Depois de 37 anos como executivo, José Luiz Castrese, de 62 anos, ex-presidente da divisão de consumo e indústria da General Electric, multinacional de tecnologia, criou a própria consultoria e passou a equilibrar melhor a vida profissional e a pessoal. “Não saí da GE porque estava infeliz, pelo contrário, mas sentia vontade de diversificar meu leque de atividades e ter mais autonomia na tomada de decisões”, diz.

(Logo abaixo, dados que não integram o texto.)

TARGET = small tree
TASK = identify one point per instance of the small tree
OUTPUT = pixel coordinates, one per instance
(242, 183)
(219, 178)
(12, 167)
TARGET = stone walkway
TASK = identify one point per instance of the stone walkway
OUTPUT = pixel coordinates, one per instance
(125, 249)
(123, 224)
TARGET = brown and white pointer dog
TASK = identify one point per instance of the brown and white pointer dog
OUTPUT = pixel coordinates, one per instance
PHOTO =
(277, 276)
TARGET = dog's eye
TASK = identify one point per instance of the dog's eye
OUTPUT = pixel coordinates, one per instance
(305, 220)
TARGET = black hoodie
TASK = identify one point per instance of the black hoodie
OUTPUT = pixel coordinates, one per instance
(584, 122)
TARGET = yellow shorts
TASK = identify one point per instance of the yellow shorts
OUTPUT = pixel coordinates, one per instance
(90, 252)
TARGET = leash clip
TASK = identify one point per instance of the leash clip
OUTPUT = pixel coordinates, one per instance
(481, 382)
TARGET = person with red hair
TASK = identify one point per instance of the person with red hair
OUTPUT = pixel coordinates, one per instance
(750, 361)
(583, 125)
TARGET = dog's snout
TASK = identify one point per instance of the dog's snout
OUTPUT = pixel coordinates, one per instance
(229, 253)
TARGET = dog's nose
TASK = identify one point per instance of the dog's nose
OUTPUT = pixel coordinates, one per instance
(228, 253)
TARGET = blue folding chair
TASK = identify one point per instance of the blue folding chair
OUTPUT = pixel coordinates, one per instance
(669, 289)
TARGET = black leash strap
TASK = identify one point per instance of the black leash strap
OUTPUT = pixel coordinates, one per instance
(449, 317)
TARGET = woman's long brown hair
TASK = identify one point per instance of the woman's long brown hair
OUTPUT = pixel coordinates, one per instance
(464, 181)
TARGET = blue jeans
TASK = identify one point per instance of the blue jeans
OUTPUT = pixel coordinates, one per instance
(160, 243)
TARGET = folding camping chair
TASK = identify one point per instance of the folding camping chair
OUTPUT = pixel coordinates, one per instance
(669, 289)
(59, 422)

“Planejei por quatro anos minha transição, avaliando tudo o que poderia me fazer falta da carreira corporativa, e sinto que valeu a pena, pelo novo universo que se abriu e também por ter mais tempo de lazer.”
Siga seu perfil
As vantagens e desvantagens de escolher esse tipo de trabalho dependem de seu perfil. Se a vontade de liberdade para trabalhar do seu jeito sobrepõe-se à necessidade de previsibilidade e segurança, ser autônomo é o ideal. Estar formalmente empregado traz uma falsa sensação de segurança porque as leis de defesa do trabalhador não impedem ninguém de ser demitido a qualquer momento.
Em tempos de crise econômica, nenhuma companhia pode garantir emprego a todos. A máxima de fazer um bom trabalho e ter uma rede ativa de contatos é o que garante a empregabilidade tanto de um funcionário, quanto de um autônomo.
Segurança é você se garantir, seja qual for o caminho escolhido. Se a busca de autonomia no trabalho segue uma tendência mundial, não há por que ter medo de embarcar em uma carreira independente.